The case took years to be get to the tribunal and it was heard eventually over a four-week period in November to December 2021, however a decision has only just been released after 20 months.
The main points at stake were that in a closure notice dated 28 August 2015, HMRC asserted that Gala did not, as it had claimed, incur a loss in that tax year of £110,755,060 in the course of carrying on a trade of film distribution and that it had taxable profits of £552,570.
Gala was set up by Invicta Capital Limited on 7 May 2003 and was run by CEO and chair, Mohammed Yusef as a vehicle for high net worth individuals to invest in arrangements devised by Invicta. The scheme related to the distribution of films produced by entities linked to Sony Corporation.
Under licence agreements, Gala would acquire the rights in the films for 21 years, including cinema release, DVD, subscription TV and a terrestrial TV window.
Each scheme participant had to invest £10m in the partnership, the majority of which could be loaned back to the individual with a limit of £7.75m through a bank loan from Société Générale.

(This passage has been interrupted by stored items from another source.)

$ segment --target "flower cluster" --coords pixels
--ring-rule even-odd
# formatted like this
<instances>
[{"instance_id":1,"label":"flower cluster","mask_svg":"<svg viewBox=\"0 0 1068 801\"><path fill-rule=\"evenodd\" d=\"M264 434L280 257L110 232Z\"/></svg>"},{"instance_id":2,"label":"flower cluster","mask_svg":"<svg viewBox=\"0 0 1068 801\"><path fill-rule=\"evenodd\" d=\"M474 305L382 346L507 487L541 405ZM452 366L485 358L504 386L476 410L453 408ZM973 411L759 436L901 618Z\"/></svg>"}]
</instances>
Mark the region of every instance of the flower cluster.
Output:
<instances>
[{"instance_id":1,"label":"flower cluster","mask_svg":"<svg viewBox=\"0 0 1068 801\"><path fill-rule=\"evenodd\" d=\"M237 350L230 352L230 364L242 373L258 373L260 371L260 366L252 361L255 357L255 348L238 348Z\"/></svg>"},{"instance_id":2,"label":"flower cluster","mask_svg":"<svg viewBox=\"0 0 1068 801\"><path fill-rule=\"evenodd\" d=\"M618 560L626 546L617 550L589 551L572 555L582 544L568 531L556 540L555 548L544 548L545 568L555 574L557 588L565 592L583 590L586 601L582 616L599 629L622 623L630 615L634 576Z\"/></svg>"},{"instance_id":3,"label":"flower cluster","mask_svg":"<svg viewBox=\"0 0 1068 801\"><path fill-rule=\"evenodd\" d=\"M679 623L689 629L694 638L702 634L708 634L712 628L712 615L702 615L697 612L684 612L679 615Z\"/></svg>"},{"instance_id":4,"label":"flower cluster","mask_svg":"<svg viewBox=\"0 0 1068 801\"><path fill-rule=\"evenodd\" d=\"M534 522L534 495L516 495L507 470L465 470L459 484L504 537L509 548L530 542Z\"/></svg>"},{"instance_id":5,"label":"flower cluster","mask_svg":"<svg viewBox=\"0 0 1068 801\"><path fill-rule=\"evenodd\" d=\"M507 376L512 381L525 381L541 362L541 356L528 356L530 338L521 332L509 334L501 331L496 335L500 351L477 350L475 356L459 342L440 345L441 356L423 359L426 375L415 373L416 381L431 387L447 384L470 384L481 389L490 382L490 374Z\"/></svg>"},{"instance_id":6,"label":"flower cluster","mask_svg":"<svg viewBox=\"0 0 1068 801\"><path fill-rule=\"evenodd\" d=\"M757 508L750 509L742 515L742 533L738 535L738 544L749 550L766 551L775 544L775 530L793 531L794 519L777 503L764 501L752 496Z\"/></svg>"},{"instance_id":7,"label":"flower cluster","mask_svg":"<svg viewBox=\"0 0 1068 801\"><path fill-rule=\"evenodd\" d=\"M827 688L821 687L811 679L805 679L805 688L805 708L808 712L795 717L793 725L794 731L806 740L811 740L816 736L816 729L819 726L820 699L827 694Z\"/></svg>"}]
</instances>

The tribunal documents indicate that initially there were 35 investors.
Long running deals with the studios meant that annual royalties would be paid to the partnership and from year eight, the participators’ loans would be repaid.
As it was expected that no distribution income would be received by the partnership until its second period of trading the partner’s share of the first year’s trading loss would be £10m.
By utilising section 380 and 381 of Income Tax Act (ICTA) the partner would be able to claim tax relief at 40%, assuming the income they were setting the trading loss against was taxable at 40%, the scheme details suggested.
The distribution deal with Sony only lasted three years which meant that the members received a net benefit purely from tax relief of approximately £1m, described as the ‘tax benefit’ by HMRC. If the scheme had run for eight years, the investors would have made a loss as the original proposal outlined.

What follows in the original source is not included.